Claude Cowork and Claude Code can now perform advanced actions on your Mac, by taking control of the mouse and keyboard as if it's another user. We still recommend that users skip "features" like this that really only serve to open up attack surfaces.
The majority of activity with AI chatbots has revolved around queries and coding, with a little bit of activity that directly affects your computer. In Anthropic's latest update to Claude, it's about to become even more useful.
Claude Cowork and Claude Code, two sub-sections to Anthropic's main Claude, can now be set to perform tasks on a user's computer. While this would involve interacting with locally-stored files and applications, Anthropic's implementation goes further than most.
In some situations, it will control your Mac's keyboard and mouse to get the jobdone.
Working hard
In essence, like any other prompt, a user asks Claude to perform a task on their Mac. For example, if they are away from their computer and need to send a file located on their Mac's desktop before an important meeting.
In a more advanced example, a developer may request a development server to be started up, and for a screenshot of a specific webpage it hosts to be sent to them.
Anthropic explains that Claude's use of the user's computer will start off by using any existing connectors to services, including Slack or Google Calendar.
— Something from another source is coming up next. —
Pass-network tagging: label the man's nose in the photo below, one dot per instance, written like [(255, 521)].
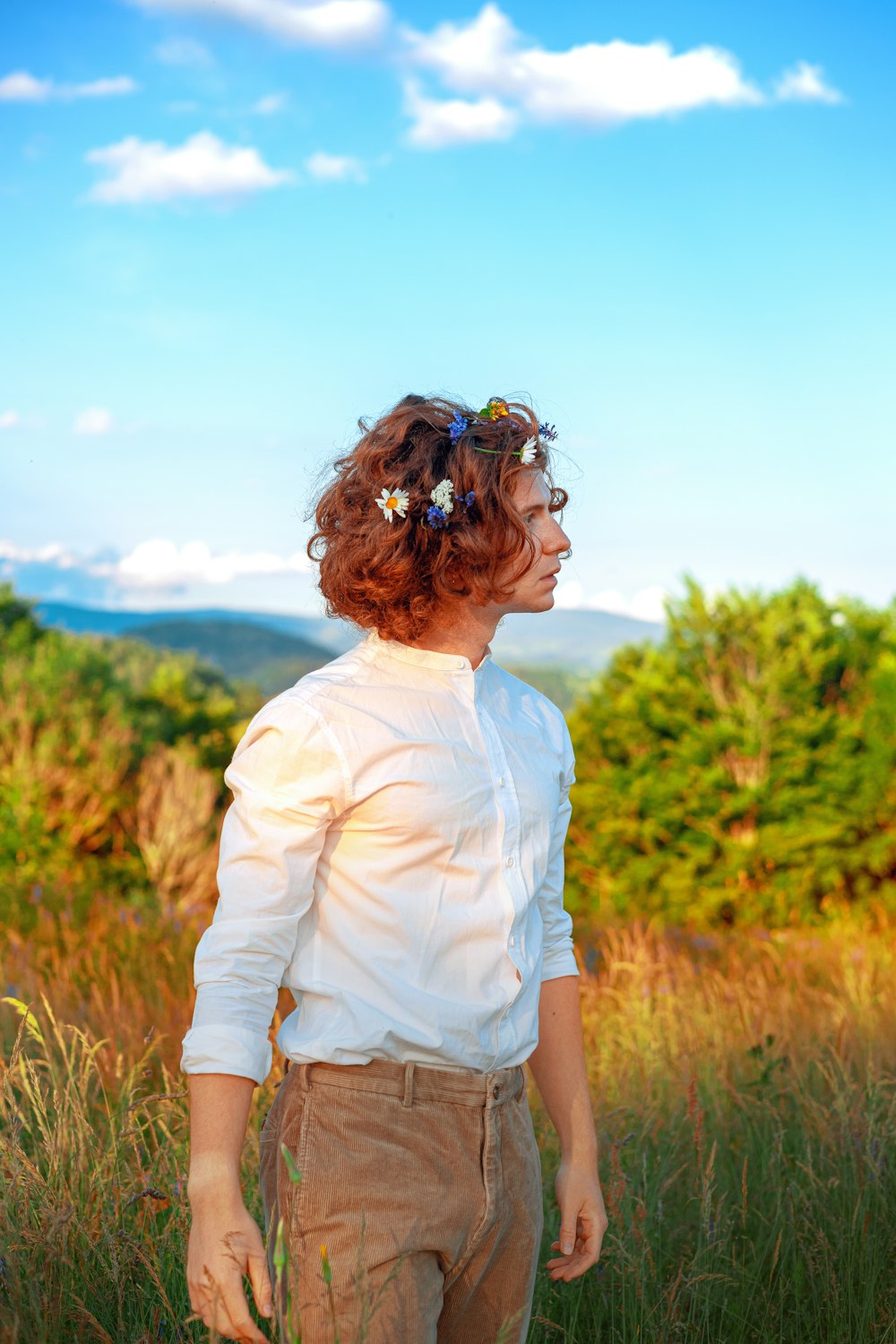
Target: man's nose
[(559, 540)]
If they are available, or if they can be implemented with permission from the user, they will be prioritized.
Where things get interesting is when there is no designated way for Claude to communicate with an app or service. In such cases, Claude will instead assume control of the browser, mouse, keyboard, and user's screen, to see what actions can be taken and to perform them.
Anthropic proposes that this could be used with the Dispatch feature of Claude Cowork and Claude Code, which maintains a single conversation between the phone and desktop versions of the app.
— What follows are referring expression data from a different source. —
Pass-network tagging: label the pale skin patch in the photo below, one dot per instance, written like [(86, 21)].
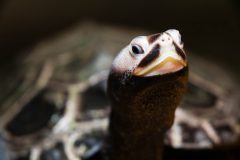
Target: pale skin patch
[(167, 60)]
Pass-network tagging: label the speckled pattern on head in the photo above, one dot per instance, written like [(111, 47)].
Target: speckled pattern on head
[(155, 50), (146, 83)]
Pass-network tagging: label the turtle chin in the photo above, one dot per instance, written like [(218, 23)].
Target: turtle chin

In doing so, a user could tell Claude to perform actions on their Mac from their iPhone.
Before accessing the Mac, Claude will ask permission from the user first. If there's a Claude request that isn't quite working out, a user monitoring the process can quickly put an end to the activity.
Hardly working
To us, this sounds like a potential security risk for users by opening up more of their digital lives to AI. Anthropic are at least open about the current state, and its security measures.
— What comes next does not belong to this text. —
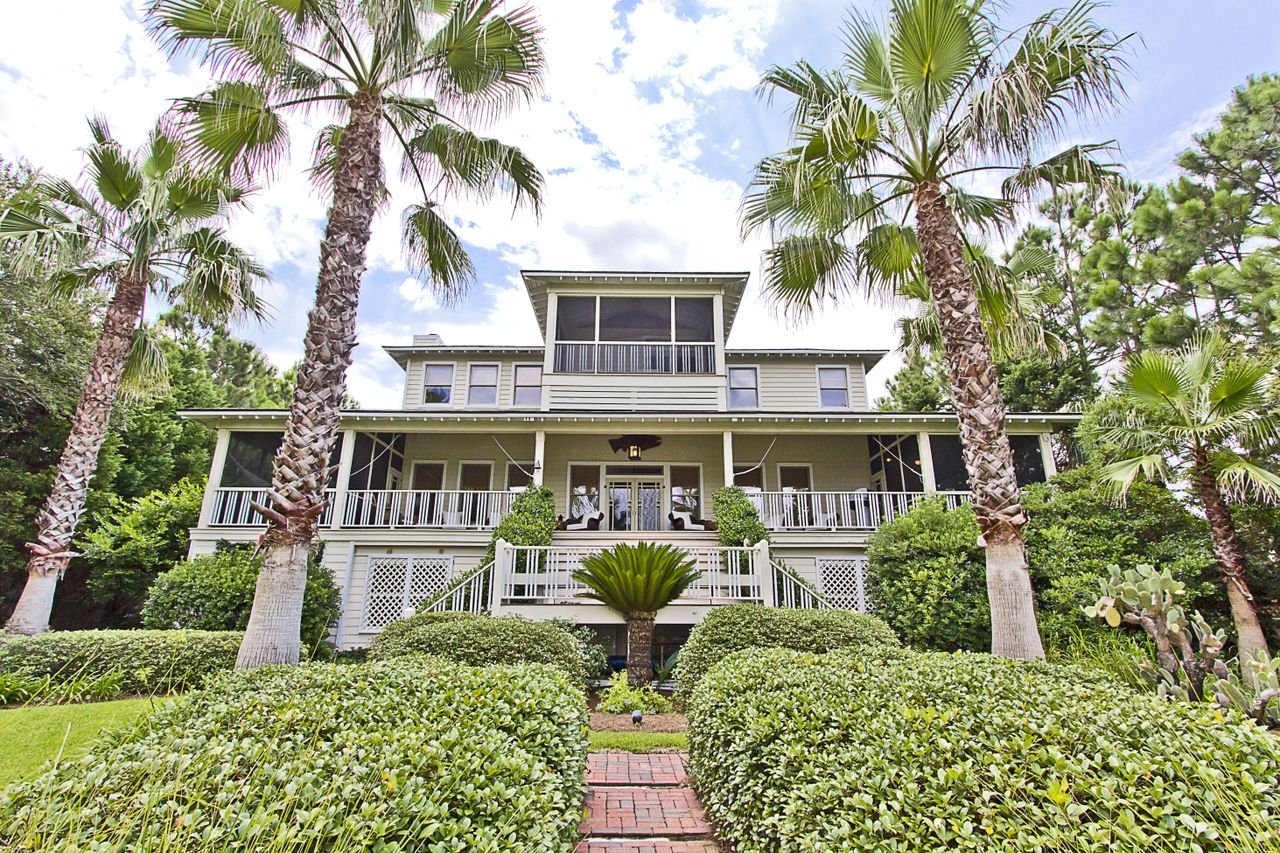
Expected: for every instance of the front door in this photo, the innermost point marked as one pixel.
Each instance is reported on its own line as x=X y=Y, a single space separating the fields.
x=635 y=502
Computer use is "still early" in its development versus Claude's capability to code or work with text, the company admits. Claude is still capable of making mistakes, like any other LLM-based product.
Anthropic is putting in guardrails to limit dangers, such as prompt injection. The firm adds that, though it is improving those safeguards, the threats against its infrastructure are always changing.
To that end, Anthropic advises that users should only start with apps they trust, which don't deal with sensitive data. For some app situations, such as stock trading and scraping facial images, Claude is trained to avoid them as much as possible.
We'll see how this goes with the fullness of time. We're skeptical that the benefits outweigh the disadvantages and the costs.
Catching up in the AI market
The new Claude features are clearly Anthropic's way of catching up on a trend in the AI space, in localizing the results of queries.
Two big pushes in this field were OpenClaw and Perplexity's Personal Computer. In both cases, users would allow AI agents access to local files and applications stored on a Mac mini, with the ability to create and edit files on that hardware.
Anthropic's approach goes along the same sort of lines, but in a way that seems to hand-hold the user a lot more. There's a lot more flexibility in using the more unrestricted OpenClaw, for example, but that flexibility comes with it considerable risks to your data.
Here, Anthropic is emphasizing the early stage of the feature's existence, that it could go wrong, and to expect issues.
Also helping Claude's cause is that it is available in a "research preview," it can only be used by subscribers of Claude Pro at $20 a month or Claude Max at $200, and only on macOS for the moment.
AppleInsider recommends that anyone allowing AI direct access to their Mac's files exercise a healthy amount of caution. It is nearly identical to allowing another user access to your sensitive files, which is a risky proposition.